All his family was massacred during his childhood during a political feud with the House of Bentivoglio. The Canetoli house had been accused of the death of Annibale Bentivoglio in an apparent move that ignited the longstanding feud between the two houses. He soon after entered the canons regular of Santa Maria di Reno (an order that originated from Venice) on 29 September 1484 and was later ordained to the priesthood in 1498. Canetoli lived at the Eremo di Sant'Ambrogio, a mountainside monastery in Gubbio from 1498 after being made a priest and would remain there for the rest of his life; he requested this transfer himself. He repeated his refusals to be appointed as the Archbishop of Bologna. He became the vicar of the San Daniele in Monte convent in Padua in 1505 and held the position until 1509.
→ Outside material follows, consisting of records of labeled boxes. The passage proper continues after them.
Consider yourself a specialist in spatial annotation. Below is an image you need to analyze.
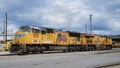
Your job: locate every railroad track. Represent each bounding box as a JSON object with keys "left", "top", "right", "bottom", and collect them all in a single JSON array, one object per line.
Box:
[{"left": 0, "top": 48, "right": 120, "bottom": 56}]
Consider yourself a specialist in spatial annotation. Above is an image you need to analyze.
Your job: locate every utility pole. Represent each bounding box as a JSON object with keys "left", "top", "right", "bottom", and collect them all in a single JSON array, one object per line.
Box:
[
  {"left": 85, "top": 24, "right": 87, "bottom": 34},
  {"left": 90, "top": 14, "right": 92, "bottom": 34},
  {"left": 5, "top": 13, "right": 7, "bottom": 44}
]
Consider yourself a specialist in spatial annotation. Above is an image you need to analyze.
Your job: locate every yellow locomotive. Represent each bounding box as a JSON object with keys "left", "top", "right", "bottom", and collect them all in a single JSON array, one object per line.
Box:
[{"left": 10, "top": 26, "right": 112, "bottom": 53}]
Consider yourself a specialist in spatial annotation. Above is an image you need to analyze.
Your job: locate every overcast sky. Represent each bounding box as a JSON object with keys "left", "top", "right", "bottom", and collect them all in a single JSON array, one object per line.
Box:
[{"left": 0, "top": 0, "right": 120, "bottom": 34}]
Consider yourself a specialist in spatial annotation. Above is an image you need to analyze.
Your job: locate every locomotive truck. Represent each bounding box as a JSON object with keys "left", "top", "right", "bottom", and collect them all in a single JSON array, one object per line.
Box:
[{"left": 10, "top": 26, "right": 112, "bottom": 54}]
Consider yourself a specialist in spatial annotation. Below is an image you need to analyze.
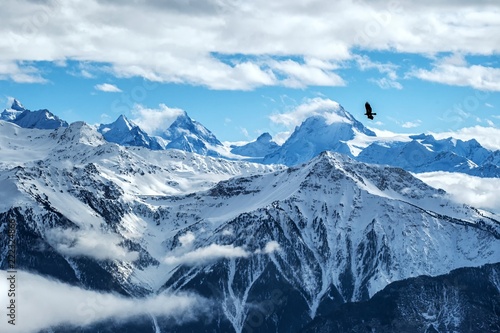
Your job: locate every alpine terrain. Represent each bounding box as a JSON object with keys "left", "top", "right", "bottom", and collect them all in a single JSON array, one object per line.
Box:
[{"left": 0, "top": 102, "right": 500, "bottom": 333}]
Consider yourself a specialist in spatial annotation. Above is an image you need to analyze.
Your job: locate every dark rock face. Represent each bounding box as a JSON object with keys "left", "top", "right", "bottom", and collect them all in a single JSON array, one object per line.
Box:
[{"left": 301, "top": 264, "right": 500, "bottom": 333}]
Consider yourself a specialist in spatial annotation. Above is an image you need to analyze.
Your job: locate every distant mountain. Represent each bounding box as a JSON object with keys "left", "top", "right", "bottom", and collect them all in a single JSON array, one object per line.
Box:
[
  {"left": 0, "top": 99, "right": 68, "bottom": 129},
  {"left": 301, "top": 263, "right": 500, "bottom": 333},
  {"left": 231, "top": 133, "right": 279, "bottom": 157},
  {"left": 159, "top": 111, "right": 224, "bottom": 156},
  {"left": 98, "top": 115, "right": 163, "bottom": 150},
  {"left": 356, "top": 134, "right": 500, "bottom": 177},
  {"left": 264, "top": 105, "right": 375, "bottom": 166},
  {"left": 0, "top": 121, "right": 500, "bottom": 333}
]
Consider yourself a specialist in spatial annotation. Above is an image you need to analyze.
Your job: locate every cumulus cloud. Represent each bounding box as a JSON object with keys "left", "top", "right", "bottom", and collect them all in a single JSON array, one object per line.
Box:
[
  {"left": 132, "top": 104, "right": 185, "bottom": 135},
  {"left": 415, "top": 171, "right": 500, "bottom": 213},
  {"left": 401, "top": 119, "right": 422, "bottom": 128},
  {"left": 269, "top": 97, "right": 345, "bottom": 128},
  {"left": 94, "top": 83, "right": 122, "bottom": 92},
  {"left": 46, "top": 228, "right": 139, "bottom": 261},
  {"left": 0, "top": 0, "right": 500, "bottom": 90},
  {"left": 408, "top": 56, "right": 500, "bottom": 91},
  {"left": 269, "top": 59, "right": 345, "bottom": 88},
  {"left": 0, "top": 58, "right": 48, "bottom": 83},
  {"left": 354, "top": 55, "right": 403, "bottom": 89},
  {"left": 164, "top": 241, "right": 280, "bottom": 265},
  {"left": 0, "top": 271, "right": 207, "bottom": 333},
  {"left": 165, "top": 244, "right": 250, "bottom": 265}
]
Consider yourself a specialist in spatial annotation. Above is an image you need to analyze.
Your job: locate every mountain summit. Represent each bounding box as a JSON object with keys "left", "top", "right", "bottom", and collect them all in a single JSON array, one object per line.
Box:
[
  {"left": 97, "top": 115, "right": 163, "bottom": 150},
  {"left": 231, "top": 132, "right": 279, "bottom": 157},
  {"left": 264, "top": 104, "right": 375, "bottom": 166},
  {"left": 159, "top": 111, "right": 223, "bottom": 156},
  {"left": 0, "top": 99, "right": 68, "bottom": 129}
]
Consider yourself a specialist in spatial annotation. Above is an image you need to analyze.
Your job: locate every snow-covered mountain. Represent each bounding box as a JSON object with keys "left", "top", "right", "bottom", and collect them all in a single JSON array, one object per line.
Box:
[
  {"left": 264, "top": 104, "right": 375, "bottom": 166},
  {"left": 97, "top": 115, "right": 164, "bottom": 150},
  {"left": 356, "top": 134, "right": 500, "bottom": 177},
  {"left": 0, "top": 121, "right": 500, "bottom": 332},
  {"left": 231, "top": 132, "right": 279, "bottom": 158},
  {"left": 159, "top": 111, "right": 224, "bottom": 156},
  {"left": 0, "top": 99, "right": 68, "bottom": 129}
]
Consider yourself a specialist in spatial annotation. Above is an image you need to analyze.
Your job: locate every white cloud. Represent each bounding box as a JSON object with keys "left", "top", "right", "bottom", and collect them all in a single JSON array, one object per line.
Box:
[
  {"left": 401, "top": 119, "right": 422, "bottom": 128},
  {"left": 269, "top": 97, "right": 345, "bottom": 128},
  {"left": 407, "top": 56, "right": 500, "bottom": 91},
  {"left": 132, "top": 104, "right": 184, "bottom": 135},
  {"left": 94, "top": 83, "right": 122, "bottom": 92},
  {"left": 415, "top": 171, "right": 500, "bottom": 213},
  {"left": 0, "top": 58, "right": 48, "bottom": 83},
  {"left": 0, "top": 0, "right": 500, "bottom": 90},
  {"left": 165, "top": 244, "right": 250, "bottom": 265},
  {"left": 269, "top": 59, "right": 345, "bottom": 88},
  {"left": 0, "top": 271, "right": 207, "bottom": 333},
  {"left": 47, "top": 228, "right": 139, "bottom": 261},
  {"left": 164, "top": 240, "right": 280, "bottom": 265},
  {"left": 429, "top": 125, "right": 500, "bottom": 150},
  {"left": 354, "top": 55, "right": 403, "bottom": 90},
  {"left": 370, "top": 77, "right": 403, "bottom": 90}
]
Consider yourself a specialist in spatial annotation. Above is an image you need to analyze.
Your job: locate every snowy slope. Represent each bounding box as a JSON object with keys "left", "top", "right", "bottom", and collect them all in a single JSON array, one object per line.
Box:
[
  {"left": 231, "top": 133, "right": 279, "bottom": 157},
  {"left": 356, "top": 134, "right": 500, "bottom": 177},
  {"left": 97, "top": 115, "right": 164, "bottom": 150},
  {"left": 264, "top": 105, "right": 375, "bottom": 166},
  {"left": 0, "top": 99, "right": 68, "bottom": 129},
  {"left": 159, "top": 112, "right": 224, "bottom": 156},
  {"left": 0, "top": 102, "right": 500, "bottom": 332}
]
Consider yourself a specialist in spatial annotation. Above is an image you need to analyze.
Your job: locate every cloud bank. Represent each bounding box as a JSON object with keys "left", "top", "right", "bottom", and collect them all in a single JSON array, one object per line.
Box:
[
  {"left": 164, "top": 231, "right": 280, "bottom": 265},
  {"left": 46, "top": 228, "right": 139, "bottom": 261},
  {"left": 0, "top": 271, "right": 207, "bottom": 333},
  {"left": 415, "top": 171, "right": 500, "bottom": 214},
  {"left": 94, "top": 83, "right": 122, "bottom": 92},
  {"left": 0, "top": 0, "right": 500, "bottom": 91}
]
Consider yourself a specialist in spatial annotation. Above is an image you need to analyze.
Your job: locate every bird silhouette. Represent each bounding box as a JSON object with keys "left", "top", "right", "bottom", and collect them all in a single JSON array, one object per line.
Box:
[{"left": 365, "top": 102, "right": 376, "bottom": 120}]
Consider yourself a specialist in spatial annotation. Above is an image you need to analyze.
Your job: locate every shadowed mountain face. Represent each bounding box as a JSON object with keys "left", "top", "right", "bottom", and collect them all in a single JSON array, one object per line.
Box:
[
  {"left": 0, "top": 99, "right": 68, "bottom": 129},
  {"left": 0, "top": 101, "right": 500, "bottom": 333},
  {"left": 264, "top": 105, "right": 375, "bottom": 166},
  {"left": 0, "top": 116, "right": 500, "bottom": 332},
  {"left": 301, "top": 264, "right": 500, "bottom": 333},
  {"left": 231, "top": 133, "right": 279, "bottom": 158}
]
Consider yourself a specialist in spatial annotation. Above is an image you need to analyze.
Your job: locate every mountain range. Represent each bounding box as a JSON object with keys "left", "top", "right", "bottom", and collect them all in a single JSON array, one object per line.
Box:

Canetoli predicted that Cardinal Giovanni de' Medici would be elected as pope sometime soon, and when this cardinal became Pope Leo X in 1513, the Leo's brother Giuliano de' Medici summoned Canetoli to Florence in an attempt to persuade him to become the new Archbishop of Florence. Canetoli refused and returned to his convent.

Canetoli died on 16 April 1513 from an intense period of fever. His remains were interred in the convent that he resided in on 3 December 1513 and are putatively incorrupt.

==Beatification==
His beatification received formal ratification on 2 October 1748 from Pope Benedict XIV after the latter confirmed that there existed a local 'cultus' - otherwise known as popular veneration - that endured since the late priest's death.